Maybe you recognize our first guest, Harry Potter.

First, you'll have to make your way up our incredibly spooky staircase. Pink is spooky, right?

Next, you'll want to say hello to your hosts: Murky Dismal and his arch enemy Rainbow Brite. Murky hates pink, yet he chose the lights for the hallway. Has Rainbow Brite finally overcome the dastardly villain?

We all know Mia Hamm has a thing for baseball players, but does that go for our representative from the Baseball Furies? Nomar, come out and play-ay!

Little Bo Peep finally found her sheep. Tinkerbell just wants to find a place to sober up for the evening.

Hell-oooo, Nurse! Brian, the Griffin family's lovable pet, needs 50 cc's of Martini, stat.

Yay. Halloween.

Obi-Wan Kenobi repels what he thinks must be a Sith Lord. We won't tell him it's just Merc's Everquest character.
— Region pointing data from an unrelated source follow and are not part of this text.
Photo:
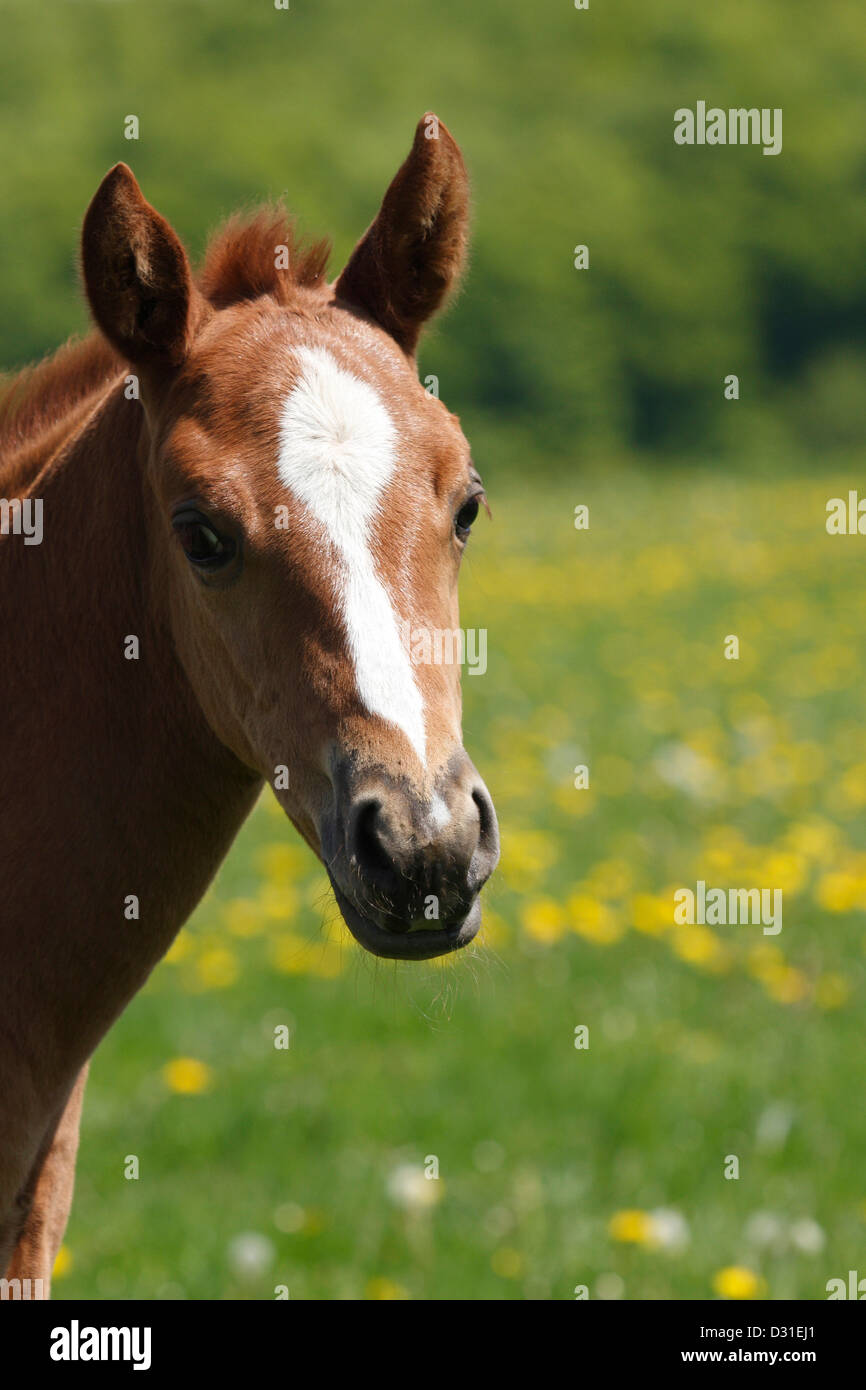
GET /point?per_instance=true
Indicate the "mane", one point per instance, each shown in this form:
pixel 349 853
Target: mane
pixel 252 255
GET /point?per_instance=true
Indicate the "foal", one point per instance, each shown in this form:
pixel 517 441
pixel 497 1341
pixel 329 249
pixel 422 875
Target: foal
pixel 246 495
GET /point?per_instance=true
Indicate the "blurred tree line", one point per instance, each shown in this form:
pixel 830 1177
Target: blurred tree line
pixel 702 260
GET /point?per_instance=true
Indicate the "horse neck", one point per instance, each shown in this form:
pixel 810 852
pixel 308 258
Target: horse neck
pixel 120 787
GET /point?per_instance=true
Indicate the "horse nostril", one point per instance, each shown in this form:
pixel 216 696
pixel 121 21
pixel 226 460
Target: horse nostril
pixel 367 847
pixel 487 849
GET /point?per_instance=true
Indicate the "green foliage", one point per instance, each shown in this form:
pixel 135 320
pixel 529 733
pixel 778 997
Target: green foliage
pixel 704 262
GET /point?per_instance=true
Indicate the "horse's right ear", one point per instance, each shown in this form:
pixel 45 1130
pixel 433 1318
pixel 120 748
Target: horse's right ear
pixel 136 274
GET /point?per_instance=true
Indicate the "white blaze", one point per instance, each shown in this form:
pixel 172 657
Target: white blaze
pixel 337 455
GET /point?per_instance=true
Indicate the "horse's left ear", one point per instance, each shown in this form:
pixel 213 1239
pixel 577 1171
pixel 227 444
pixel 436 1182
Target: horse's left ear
pixel 413 253
pixel 136 274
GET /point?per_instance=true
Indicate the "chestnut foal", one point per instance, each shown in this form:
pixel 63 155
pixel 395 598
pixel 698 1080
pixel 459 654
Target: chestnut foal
pixel 246 495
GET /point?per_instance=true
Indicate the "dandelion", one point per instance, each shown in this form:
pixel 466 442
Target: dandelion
pixel 407 1186
pixel 737 1282
pixel 186 1076
pixel 250 1255
pixel 631 1228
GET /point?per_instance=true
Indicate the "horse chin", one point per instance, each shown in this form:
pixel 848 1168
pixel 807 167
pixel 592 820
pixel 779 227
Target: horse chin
pixel 414 944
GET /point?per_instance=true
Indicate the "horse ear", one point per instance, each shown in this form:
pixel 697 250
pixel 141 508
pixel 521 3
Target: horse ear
pixel 136 274
pixel 413 253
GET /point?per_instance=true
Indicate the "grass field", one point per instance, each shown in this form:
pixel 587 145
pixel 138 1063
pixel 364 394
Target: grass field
pixel 559 1166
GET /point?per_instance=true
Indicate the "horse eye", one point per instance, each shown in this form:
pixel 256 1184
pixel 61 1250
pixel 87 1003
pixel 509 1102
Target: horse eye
pixel 464 517
pixel 202 545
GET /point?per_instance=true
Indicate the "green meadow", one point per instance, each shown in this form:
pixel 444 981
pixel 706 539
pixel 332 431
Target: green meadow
pixel 433 1130
pixel 601 1165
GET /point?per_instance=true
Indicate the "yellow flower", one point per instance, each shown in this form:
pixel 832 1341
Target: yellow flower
pixel 186 1076
pixel 385 1289
pixel 737 1282
pixel 631 1228
pixel 837 891
pixel 544 920
pixel 592 919
pixel 701 947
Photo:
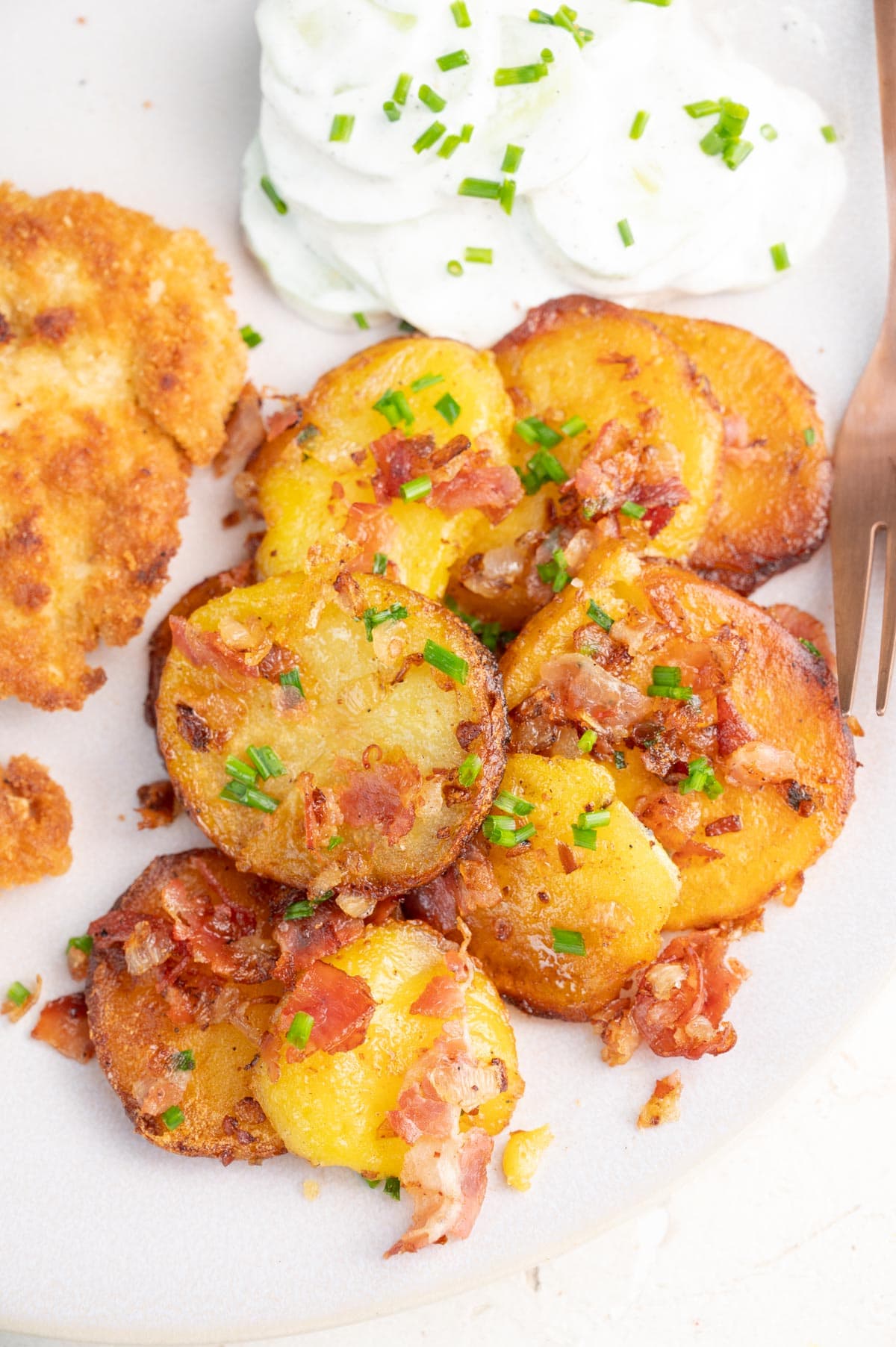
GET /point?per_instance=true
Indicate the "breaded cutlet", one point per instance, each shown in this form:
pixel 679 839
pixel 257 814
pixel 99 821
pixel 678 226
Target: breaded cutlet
pixel 119 363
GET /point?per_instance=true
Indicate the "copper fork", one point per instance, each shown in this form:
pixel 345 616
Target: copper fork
pixel 864 500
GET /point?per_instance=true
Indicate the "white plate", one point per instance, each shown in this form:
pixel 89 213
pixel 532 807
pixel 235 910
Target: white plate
pixel 102 1236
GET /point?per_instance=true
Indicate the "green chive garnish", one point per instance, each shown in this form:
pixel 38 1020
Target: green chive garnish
pixel 567 942
pixel 299 1030
pixel 447 662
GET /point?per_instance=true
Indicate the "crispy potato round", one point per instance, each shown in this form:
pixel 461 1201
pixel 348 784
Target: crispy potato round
pixel 368 797
pixel 313 480
pixel 139 1045
pixel 582 357
pixel 760 836
pixel 617 899
pixel 331 1107
pixel 777 472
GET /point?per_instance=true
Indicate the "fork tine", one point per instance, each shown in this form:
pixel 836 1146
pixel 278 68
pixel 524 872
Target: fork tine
pixel 850 598
pixel 889 638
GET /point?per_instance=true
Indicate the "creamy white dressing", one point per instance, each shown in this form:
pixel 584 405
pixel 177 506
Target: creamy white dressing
pixel 371 225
Whether you're looking for a cup of cocoa from Swiss Miss or a little Frank 'n' Stein the Pragmatombeter Halloween Party is the place to eat and get your drink on!

Bickety back from the grave like a zombie Biggie it's The Grim Rapper. Apparently he catches flights out of T.F. Green Airport. Who knew?

It's 106 miles to Chicago. We've got a full tank of gas, half a pack of cigarettes; It's dark, and we're wearing sunglasses. Hit it. (And 15 minutes later, they were gone.)

Far East meets Old West.

Up pulled a Winnebago, and out popped Barf, Lone Star and the Druish Princess Vespa. Funny. She doesn't look Druish. Anyway, Barf walked away with the Pragmatombeter Cup for the second year in a row as well as a DVD of Tremors. There goes the planet.